Daha büyük bak olaya. Olay sadece senin pirinci bilmen, ampülü eşinin takması değil.ama işte şimdi biz bunları düşündük erkeğe gücünü kullansın takdir toplasın vs de karşıdaki adam da saf değil ki
yani erkek ampulü değiştirsin demişsiniz evet neden boyu uzun
ama evde merdiven var ve eşim de o ampulü o merdivene çıkıp değiştirecekse o ampulü değiştirmek ona güçlü hissettirmez ki aksine beni kullanıyor hissi verir
tıpkı kendisinin dolaptan alabileceği bir tabağı yahut giysiyi benden istemesi gibi ya da şu nerede diye sorması gibi
örneğin kesme tahtasının nerede olduğunu bilmek neden kadının görevi olsun ya da ne bileyim pirinç kavanozunun
aynı evde yaşıyoruz, eşit şartlardayız eşim de pirinci bulabilmeli evde
bu durumda da ben de ampul değiştirebilmeliyim
ya da fatura takibi neden erkekte olsun, artık tüm dünya fiziksel güç ve becerilere göre dönmüyor ki
pandemide online markete alıştık ve bana bu daha rahatmış sen yap dedi
yok sen kilo kilo malzeme taşı, ben de seni takdir edeyim deyip online alışverişi bırakmalı mıyım
Arkadaşınız haklı. insan cok calisip bir de kendine önem vermeyince kendini köle gibi hissediyor insan.
Kendine önem vermek kimi icin sac makyajdir kimi icin şık bir ayakkabi cantadır kimi icin guzel kıyafettir. Bu kişiden kişiye degısir.
Ben mesela kapalıyım makyajda yapmam ama önceden ipek esarp alirken hep uygun fiyat kolluyordum kampanya indirim varsa alıyordum. Sonra kizdim kendime zaten calisiyorum cok vaktim olmuyor simdi bir ipek esarp beğenince 200 tl verip alıyorum. ayakkabı çanta da öyle mesela eger bir marka cantayı beğenirsem indirime girsin diye bekliyorumdum. simdi alıyorum cok sukur çalısıyorun alacak gucüm var diye dusunuyorum. kimiside sacina makyajina cok onem verir oyle rahatlar.
Yoksa hem yogun calis hem kendine hicbir sey harcama kendini sorguliyorsun ben köle miyim diye?
Gercekten fedakar cefakar oldukca kimse madalya takmıyor. Kendinizi mutlu hissettirecek lukslerimiz olmalı tabi bu borca sokup butcenizi derinden sarsacak kadar değil. denge önemli.

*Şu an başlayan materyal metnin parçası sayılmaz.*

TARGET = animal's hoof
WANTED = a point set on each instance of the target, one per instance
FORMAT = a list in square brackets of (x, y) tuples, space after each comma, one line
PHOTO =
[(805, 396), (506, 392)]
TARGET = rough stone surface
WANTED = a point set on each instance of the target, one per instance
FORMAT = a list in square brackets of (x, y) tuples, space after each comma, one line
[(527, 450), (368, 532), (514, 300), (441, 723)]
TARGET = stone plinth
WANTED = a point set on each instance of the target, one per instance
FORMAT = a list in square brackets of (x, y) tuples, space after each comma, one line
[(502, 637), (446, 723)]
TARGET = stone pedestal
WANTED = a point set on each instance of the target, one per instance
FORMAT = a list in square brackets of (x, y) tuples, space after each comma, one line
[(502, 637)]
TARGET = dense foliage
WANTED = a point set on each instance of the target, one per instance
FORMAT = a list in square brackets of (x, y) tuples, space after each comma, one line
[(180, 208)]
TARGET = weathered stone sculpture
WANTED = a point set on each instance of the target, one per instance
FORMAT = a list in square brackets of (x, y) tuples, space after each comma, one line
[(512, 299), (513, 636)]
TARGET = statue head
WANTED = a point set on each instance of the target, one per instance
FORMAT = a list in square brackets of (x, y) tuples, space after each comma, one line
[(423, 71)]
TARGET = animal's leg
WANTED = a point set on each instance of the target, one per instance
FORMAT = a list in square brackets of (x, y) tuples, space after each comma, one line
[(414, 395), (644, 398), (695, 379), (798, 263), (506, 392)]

Kimine göre aldığı bir monttur, kimine göre bir hobisine vakit ayırabilmektir. Kimine göre spor yapmaktır.Peki yoğun çalışmanın fiziksel ve mental ilacı alışveriş midir? Beni en çok üzen şey sanırım özgürlüğümün alınması ve bunları dahi yapacak zamanım olmaması. Ben hep çalışan kadın olacağım ama beni 200 liralık bir mont mutlu etmeyecek. Biraz bana zaman veremezler onu ben yaratmalıyım. Bundan sonra odaklanacağım şey bu olmalı.

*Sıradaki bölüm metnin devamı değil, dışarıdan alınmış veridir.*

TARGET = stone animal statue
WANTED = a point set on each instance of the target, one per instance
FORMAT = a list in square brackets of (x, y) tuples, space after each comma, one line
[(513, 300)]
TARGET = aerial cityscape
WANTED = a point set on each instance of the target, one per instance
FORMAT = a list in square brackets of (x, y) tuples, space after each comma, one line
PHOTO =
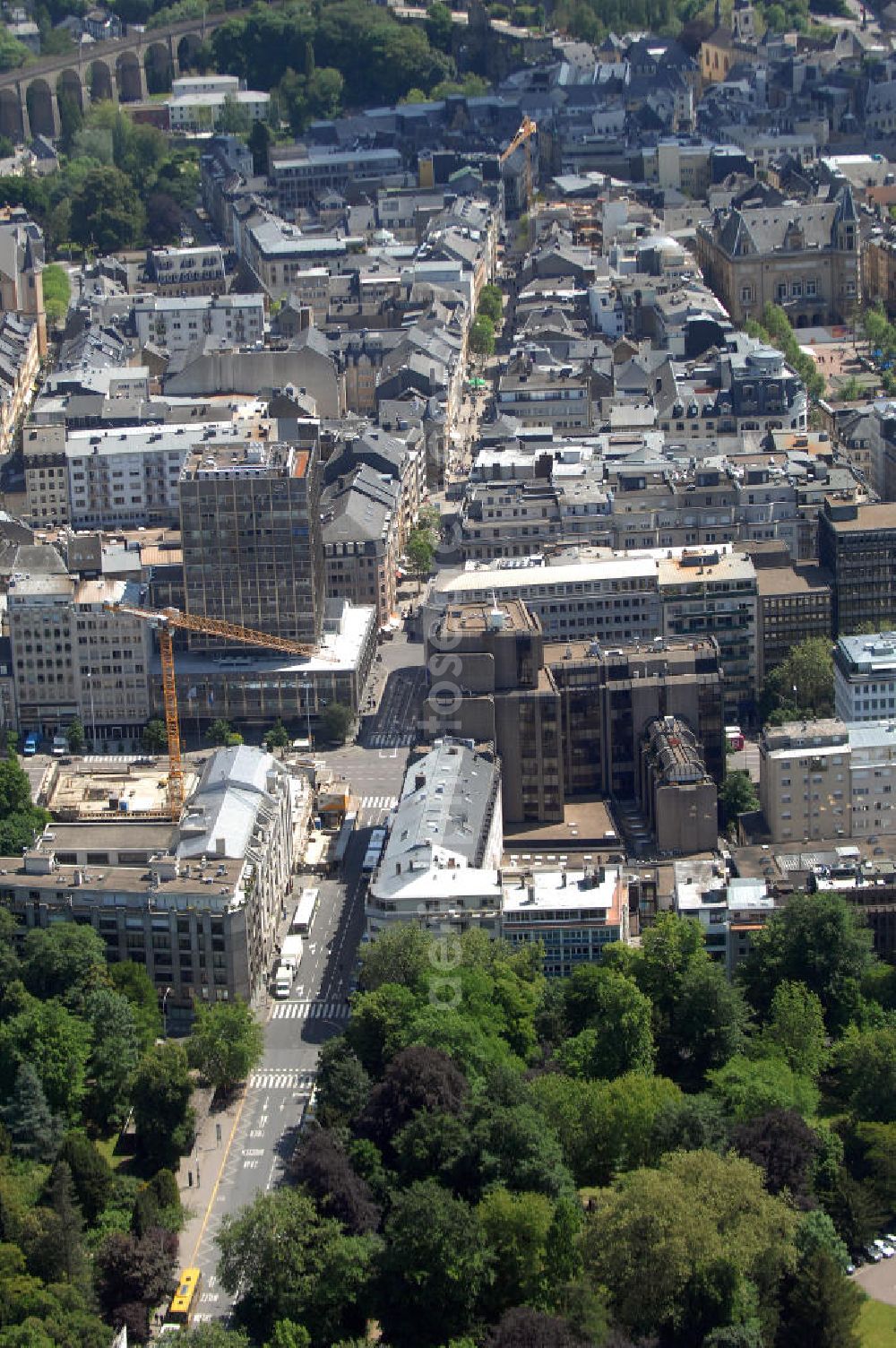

Misal yeni evime perde yaptırdım ben modeli ve yapılacakları perdeci ile konuştum. Adam fiyat çıkardı bilgi verdi. Fiyat konuşma konusunu eşime devrettim, mağazaya gidip o yaptı pazarlığı. Sence senelerdir firmaların mali/vergi işlerini yöneten ben yapamaz mıydım? Ama yardım istemezsem eşimi de tembelleştirir ve pasifleştiririm.